Howard explained the rationale and scale using examples: the $5 per‑member figure would average approximately $2.7 million for a typical plan and could be substantially larger for national firms (examples shown ranged up to tens of millions for the largest entities). He also described legal remedies ranging from administrative actions to licensing notifications if voluntary compliance failed.

Board members raised concerns that the $5 per‑member starting point and year‑over‑year doubling may be insufficient to induce prompt compliance; several members urged a larger initial penalty or faster escalation (for example, quarterly doubling).
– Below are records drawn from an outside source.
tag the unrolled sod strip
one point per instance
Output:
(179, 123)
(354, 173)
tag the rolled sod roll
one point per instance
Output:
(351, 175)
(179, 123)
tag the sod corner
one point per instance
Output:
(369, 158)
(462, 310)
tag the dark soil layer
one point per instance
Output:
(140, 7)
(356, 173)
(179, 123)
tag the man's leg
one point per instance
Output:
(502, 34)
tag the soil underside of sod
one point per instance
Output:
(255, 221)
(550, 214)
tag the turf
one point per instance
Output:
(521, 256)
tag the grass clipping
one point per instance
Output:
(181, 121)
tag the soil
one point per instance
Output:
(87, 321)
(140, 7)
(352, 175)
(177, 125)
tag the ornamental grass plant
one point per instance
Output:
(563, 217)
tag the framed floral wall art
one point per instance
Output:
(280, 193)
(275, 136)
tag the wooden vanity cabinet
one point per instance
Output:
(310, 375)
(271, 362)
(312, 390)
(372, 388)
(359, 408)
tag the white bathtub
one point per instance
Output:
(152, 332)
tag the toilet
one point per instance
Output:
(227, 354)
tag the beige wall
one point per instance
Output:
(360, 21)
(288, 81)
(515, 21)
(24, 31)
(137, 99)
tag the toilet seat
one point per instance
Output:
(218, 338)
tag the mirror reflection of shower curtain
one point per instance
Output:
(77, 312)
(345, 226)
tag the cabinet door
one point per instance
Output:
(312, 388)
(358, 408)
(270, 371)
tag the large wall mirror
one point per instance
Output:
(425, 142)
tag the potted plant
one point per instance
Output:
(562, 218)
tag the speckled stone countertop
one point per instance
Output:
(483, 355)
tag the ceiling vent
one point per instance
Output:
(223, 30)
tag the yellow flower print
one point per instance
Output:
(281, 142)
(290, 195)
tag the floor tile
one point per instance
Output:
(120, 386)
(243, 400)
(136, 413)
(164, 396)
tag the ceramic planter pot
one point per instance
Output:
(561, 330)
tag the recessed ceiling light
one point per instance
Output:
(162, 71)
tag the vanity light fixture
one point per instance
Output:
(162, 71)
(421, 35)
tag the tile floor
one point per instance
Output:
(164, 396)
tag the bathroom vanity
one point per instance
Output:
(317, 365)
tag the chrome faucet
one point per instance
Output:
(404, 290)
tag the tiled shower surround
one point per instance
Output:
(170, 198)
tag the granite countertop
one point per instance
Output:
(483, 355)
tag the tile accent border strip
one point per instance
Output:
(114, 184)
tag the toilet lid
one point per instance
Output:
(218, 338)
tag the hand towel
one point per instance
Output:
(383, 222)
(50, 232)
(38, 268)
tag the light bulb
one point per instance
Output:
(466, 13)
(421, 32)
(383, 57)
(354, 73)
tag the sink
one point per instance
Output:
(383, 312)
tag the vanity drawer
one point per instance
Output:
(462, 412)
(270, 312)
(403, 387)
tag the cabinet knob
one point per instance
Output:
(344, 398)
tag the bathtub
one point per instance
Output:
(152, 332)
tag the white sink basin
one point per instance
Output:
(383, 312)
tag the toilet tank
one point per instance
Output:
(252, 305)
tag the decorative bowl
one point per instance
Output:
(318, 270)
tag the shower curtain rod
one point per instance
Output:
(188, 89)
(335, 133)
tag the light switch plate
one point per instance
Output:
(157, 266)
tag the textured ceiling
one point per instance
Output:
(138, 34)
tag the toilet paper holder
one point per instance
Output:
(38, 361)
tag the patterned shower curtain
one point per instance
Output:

Member Ian Lewis said small per‑member rates with slow escalation could make noncompliance a predictable "cost of doing business," while others noted most submitters (48 of 50) had complied but emphasized the need to deter the holdouts.

Public commenters — Health Access California, the National Union of Healthcare Workers, hospitals and plans — gave differing perspectives. Advocates and union representatives called for larger, transparent, escalating penalties scaled to entity size and limited waivers, citing DMHC enforcement precedents and the risk that very large national revenues can absorb modest fines. Plans, including the California Association of Health Plans, said the industry has largely complied, asked OCA to recognize cooperative work and urged practical, transparent rules.

After robust discussion and public comment, Secretary Kim Johnson proposed tabling the penalty motion and asked staff to return in November with a revised proposal that better aligns penalty scale and timing with enforcement tools. The board accepted that direction.

What’s next: Staff will revise the per‑member and escalation proposals and return to the board in November with a new draft motion and additional analysis of legal and timing implications.